Law enforcement takes people into custody at a pro-Palestinian encampment erected by School of the Art Institute of Chicago students in Chicago, Ill. The Chicago police said that 68 people had been arrested and charged with trespassing.

Police forcibly dismantled a pro-Palestinian encampment at the Art Institute of Chicago on Saturday and arrested dozens of protesters, hours after demonstrators had gathered in a garden at the institute and set up tents.

Some of the demonstrators were students at the School of the Art Institute of Chicago, which is affiliated with the institute, the school said in a statement.

Chicago police said on social media that officers had removed the protesters at the school’s request. A Chicago Police spokesperson said Sunday that 68 people had been arrested and charged with trespassing.

The protesters set up the encampment in the North Garden, which is part of the Art Institute of Chicago museum, at about 11 am Saturday, police said. While encampments at some other US schools during the recent wave of pro-Palestinian protests have stood for days or even weeks before police action, in this case police said that officers “immediately responded” to maintain the safety of the protesters and the public.

The People’s Art Institute, the organizers of the protest, said on social media that the demonstrators’ demands included that the institute formally condemn Israel’s treatment of the Palestinians, remove any programs that legitimize the “occupation of Palestine” and divest from any individuals or entities that support Israeli occupation of Palestinian territory.
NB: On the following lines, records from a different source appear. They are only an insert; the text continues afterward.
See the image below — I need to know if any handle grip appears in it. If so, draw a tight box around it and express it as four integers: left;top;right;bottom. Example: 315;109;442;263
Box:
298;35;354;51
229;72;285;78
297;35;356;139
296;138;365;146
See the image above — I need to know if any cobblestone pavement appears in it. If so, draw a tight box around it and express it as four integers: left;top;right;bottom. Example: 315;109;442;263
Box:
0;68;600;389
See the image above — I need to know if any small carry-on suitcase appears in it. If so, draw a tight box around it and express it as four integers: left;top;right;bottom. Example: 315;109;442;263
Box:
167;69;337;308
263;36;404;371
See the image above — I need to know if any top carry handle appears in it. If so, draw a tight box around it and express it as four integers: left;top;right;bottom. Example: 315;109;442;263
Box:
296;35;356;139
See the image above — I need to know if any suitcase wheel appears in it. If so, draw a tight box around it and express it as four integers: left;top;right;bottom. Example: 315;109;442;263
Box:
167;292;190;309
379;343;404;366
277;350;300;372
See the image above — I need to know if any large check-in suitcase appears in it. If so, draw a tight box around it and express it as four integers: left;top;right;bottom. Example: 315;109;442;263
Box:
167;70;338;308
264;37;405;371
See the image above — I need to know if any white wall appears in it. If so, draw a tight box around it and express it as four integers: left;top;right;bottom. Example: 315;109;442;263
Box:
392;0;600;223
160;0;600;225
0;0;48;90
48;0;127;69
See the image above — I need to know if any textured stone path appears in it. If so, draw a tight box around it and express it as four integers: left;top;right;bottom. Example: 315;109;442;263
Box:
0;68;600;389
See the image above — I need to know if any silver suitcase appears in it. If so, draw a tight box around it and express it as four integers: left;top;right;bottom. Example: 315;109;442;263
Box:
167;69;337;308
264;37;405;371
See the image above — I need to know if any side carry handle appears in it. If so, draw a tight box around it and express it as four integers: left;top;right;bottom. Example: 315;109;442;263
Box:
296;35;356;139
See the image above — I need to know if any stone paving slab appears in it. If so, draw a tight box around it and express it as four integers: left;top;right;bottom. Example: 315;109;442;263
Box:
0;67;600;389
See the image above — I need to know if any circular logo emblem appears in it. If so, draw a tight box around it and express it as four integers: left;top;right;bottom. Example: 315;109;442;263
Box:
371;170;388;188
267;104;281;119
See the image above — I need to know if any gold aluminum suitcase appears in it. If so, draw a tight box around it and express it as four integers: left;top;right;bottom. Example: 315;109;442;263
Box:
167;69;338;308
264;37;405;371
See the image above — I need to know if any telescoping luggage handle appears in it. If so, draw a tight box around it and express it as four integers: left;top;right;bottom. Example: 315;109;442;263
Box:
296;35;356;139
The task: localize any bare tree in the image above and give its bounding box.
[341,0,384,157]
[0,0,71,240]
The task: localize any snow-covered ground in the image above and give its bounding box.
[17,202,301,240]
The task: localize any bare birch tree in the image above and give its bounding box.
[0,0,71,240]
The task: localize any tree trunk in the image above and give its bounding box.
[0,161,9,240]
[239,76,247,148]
Photos that the group uploaded to social media showed a sign in the encampment that read “Hind’s Garden,” a reference to Hind Rajab, a 6-year-old Palestinian girl who was killed this year in Israel’s war against Hamas in the Gaza Strip.

The school said that it had offered protesters an alternate venue and promised students that they would not face academic sanctions or charges if they relocated there.

The statement added that some protesters “surrounded and shoved a security officer and stole their keys to the museum, blocked emergency exits and barricaded gates.”

After about two hours of negotiations, the school asked officers to remove the protesters, police said. Officers issued warnings and eventually removed and arrested protesters, police said.

Videos posted by the organizers showed police forcibly pulling demonstrators out of the human chain they had formed outside the garden while some of the protesters chanted, “Who do you protect? Who do you serve?”